Deutschland 2012:
Ein medialer Mob formiert sich gegen die jüdische Beschneidung, Rabbiner werden denunziert, angezeigt und auf offener Straße verprügelt. Landesverfassungsschutz Mecklenburg-Vorpommern gibt die Empfehlung, einen Vortragsabend zum Thema „Israelsolidarität“ in den Räumlichkeiten der Universität Rostock zu verbieten, da möglicherweise von einer verfassungsfeindlichen Ausrichtung auszugehen sei. Am 1. September 2012, den Jahrestag des deutschen Angriffkrieges auf Polen, unterbinden Polizisten das Zeigen israelischer Flaggen und den Sprechchor „Kein Frieden mit Antisemiten!“.
Diese Auflistung mag konstruiert und dramatisiert erscheinen, doch alle diese Fälle sind für jeden zugänglich – eine Debatte bleibt aus, denn es kann nicht sein, was nicht sein darf.
Kein Frieden mit Antisemiten? Manche Kreise, die nach wie vor meinen, ihre wohlwollenden Appelle an diktatorische Regime, könnten diese in irgendeiner Form zur Räson bringen, können diesem Satz offenbar nur wenig Sympathie entgegenbringen. „Eine Welt des Friedens“ – egal mit wem, egal zu welchem Preis.
Anlässlich des Weltfriedenstages veranstalte das Rostocker Friedensbündnis am 1. September 2012 auf dem Universitätsplatz in Rostock ab 10 Uhr einen Infostand, an welchem auch allerlei Parteien und Organisationen beteiligt waren(u.a. MLPD, APD, Die Linke etc.). Eine leicht verstaubte Linke also wie gewohnt im Kampf gegen vermeintlich „westlich-imperialistische Aggressionen“, weshalb es neben der legitimen Forderung, die Bundeswehr habe in Schulen nichts zu suchen, auch üblich plakativ hieß:
„Hände weg von Syrien und Iran!“
In diesem Atemzug wurde zumindest in schriftlicher Form auch darauf verwiesen, dass man von U-Booten für Israel ebenso wenig hält wie von zahlreichen anderen, in ihrer Fülle unübersichtlichen, ausgemachten Skandalen.

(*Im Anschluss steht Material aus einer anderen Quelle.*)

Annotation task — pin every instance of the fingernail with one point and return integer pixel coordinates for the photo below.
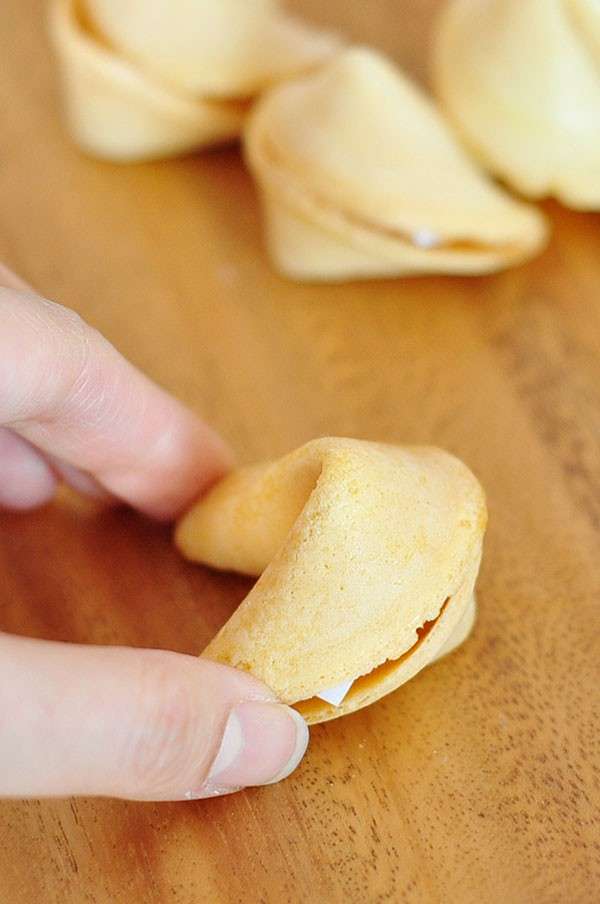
(262, 743)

Parallel zu jenem Infostand verteilten junge Antifaschisten und pro-israelische wie jüdische Aktivisten aus Rostock, welche vor allem einer lokalen Antifa-Gruppe und der DIG-Hochschulgruppe zuzurechnen waren, Flyer, die über die problematische Positionierung des Friedensbündnisses hinsichtlich Syriens und des Iran aufklären sollten und zur Solidarität mit Israel aufriefen.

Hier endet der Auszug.